Fiona becomes a hurricane as it approaches Puerto Rico and the Dominican Republic
Fiona is the third Atlantic hurricane in the 2022 hurricane season. ( EXTERNAL SOURCE )
Tropical Storm Fiona became the third hurricane of the Atlantic season on Sunday as it approached the island of Puerto Rico, where it threatened heavy rains, flooding, and mudslides.
Storm Fiona approaches Puerto Rico as a hurricane.
Fiona is a category 1 hurricane, out of 5 on the Saffir-Simpson scale, with maximum sustained winds of 130 kilometers per hour (80 miles), according to the U.S. National Hurricane Center (NHC).
Fiona is 80 kilometers (50 miles) south of Ponce (Puerto Rico) and is moving northwest at 13 kilometers per hour (8 miles).
The hurricane presents “very dangerous winds” estimated to affect Puerto Rico and the Dominican Republic.
The agency warns that these can cause damage to well-constructed wooden houses, especially the roof, shingles, vinyl siding, and gutters.
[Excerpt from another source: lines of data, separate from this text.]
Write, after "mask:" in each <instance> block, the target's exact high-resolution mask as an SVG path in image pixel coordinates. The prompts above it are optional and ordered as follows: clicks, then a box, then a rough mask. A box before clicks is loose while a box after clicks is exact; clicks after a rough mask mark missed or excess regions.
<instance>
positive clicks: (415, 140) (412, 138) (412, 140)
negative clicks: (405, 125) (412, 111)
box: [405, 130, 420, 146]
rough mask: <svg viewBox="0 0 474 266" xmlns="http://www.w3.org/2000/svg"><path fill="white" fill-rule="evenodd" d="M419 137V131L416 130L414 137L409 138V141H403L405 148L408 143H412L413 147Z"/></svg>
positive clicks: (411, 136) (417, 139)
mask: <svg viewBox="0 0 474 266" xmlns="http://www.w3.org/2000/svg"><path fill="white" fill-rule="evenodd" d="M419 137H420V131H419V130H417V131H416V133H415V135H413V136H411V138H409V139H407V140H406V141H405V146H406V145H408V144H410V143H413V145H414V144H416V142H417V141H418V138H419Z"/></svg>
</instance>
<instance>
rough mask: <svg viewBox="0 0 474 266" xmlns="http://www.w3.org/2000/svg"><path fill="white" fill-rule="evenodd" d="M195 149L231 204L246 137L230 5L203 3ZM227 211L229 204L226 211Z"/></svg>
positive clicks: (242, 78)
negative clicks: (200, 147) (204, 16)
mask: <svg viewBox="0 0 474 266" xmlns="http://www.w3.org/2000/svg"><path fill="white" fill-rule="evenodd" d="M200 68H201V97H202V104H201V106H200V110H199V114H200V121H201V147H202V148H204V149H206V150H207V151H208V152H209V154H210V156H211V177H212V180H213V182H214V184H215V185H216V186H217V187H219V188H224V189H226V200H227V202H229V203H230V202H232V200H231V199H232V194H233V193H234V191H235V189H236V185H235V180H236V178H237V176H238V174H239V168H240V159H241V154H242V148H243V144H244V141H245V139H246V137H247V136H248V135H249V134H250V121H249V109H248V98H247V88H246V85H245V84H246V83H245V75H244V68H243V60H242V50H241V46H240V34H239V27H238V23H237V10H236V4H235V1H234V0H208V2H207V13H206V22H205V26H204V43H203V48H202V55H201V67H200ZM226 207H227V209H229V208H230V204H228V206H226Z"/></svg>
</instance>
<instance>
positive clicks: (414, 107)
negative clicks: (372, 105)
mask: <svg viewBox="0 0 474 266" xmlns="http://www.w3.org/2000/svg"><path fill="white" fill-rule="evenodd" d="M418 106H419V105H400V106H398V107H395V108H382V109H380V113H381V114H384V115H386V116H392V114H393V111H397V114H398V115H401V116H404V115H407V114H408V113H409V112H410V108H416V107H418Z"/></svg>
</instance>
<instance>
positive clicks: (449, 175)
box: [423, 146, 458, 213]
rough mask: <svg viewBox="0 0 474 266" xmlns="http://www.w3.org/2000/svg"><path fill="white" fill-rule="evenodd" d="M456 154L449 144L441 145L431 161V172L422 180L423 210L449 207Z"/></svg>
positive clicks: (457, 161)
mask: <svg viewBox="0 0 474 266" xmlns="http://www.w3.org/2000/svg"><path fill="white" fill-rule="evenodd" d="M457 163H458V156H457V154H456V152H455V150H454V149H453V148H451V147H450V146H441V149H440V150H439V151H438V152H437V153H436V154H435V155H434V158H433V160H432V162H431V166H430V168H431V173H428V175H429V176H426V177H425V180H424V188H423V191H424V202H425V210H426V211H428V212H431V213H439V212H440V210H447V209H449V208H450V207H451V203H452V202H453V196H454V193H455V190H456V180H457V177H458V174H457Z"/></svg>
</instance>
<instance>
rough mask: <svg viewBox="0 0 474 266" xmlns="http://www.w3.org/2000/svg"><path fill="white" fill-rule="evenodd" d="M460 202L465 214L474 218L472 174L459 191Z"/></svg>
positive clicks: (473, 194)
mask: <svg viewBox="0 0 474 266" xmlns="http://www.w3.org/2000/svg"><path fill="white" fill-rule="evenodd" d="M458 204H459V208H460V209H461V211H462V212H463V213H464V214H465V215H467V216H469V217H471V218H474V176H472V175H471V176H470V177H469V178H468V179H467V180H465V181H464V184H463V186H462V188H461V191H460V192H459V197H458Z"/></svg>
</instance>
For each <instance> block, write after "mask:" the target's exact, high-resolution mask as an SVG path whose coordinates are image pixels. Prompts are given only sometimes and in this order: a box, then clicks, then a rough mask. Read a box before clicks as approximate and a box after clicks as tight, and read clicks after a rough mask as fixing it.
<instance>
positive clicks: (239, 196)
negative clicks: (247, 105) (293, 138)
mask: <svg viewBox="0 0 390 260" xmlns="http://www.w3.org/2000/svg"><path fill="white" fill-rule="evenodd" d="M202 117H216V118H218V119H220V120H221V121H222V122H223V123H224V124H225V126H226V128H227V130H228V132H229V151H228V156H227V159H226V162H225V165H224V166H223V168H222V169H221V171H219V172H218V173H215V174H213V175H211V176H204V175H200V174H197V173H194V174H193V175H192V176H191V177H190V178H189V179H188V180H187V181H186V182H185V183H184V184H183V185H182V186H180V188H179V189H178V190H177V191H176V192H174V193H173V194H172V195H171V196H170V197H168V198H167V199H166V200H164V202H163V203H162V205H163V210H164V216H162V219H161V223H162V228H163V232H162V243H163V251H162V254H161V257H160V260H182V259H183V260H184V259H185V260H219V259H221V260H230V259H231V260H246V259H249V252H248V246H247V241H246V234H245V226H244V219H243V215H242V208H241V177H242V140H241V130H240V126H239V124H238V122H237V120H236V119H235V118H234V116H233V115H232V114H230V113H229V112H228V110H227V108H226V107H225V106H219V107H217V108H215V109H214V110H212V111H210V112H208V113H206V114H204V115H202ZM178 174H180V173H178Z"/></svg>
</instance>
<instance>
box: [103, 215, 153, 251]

These winds, it notes, are also a risk for falling trees and branches that can cause extensive damage to power lines and poles, causing outages that could last from “a few to several days.”
On the forecast track, the center of Fiona will approach Puerto Rico during the morning today and may move near or over Puerto Rico this afternoon.
Meanwhile, the NHC lifted the hurricane warning for the U.S. Virgin Islands.
NHC forecasters expect Fiona to move northwestward this Sunday and Monday, followed by a turn to the north-northwest on Tuesday.
Fiona will then move near the north coast of the Dominican Republic tonight and Monday and near or east of the Turks and Caicos Islands on Tuesday.
So far, this hurricane season, which began June 1 and ends November 30, has formed hurricanes Danielle, Earl, and Fiona, while tropical storms Alex, Bonnie, and Colin did not reach hurricane strength.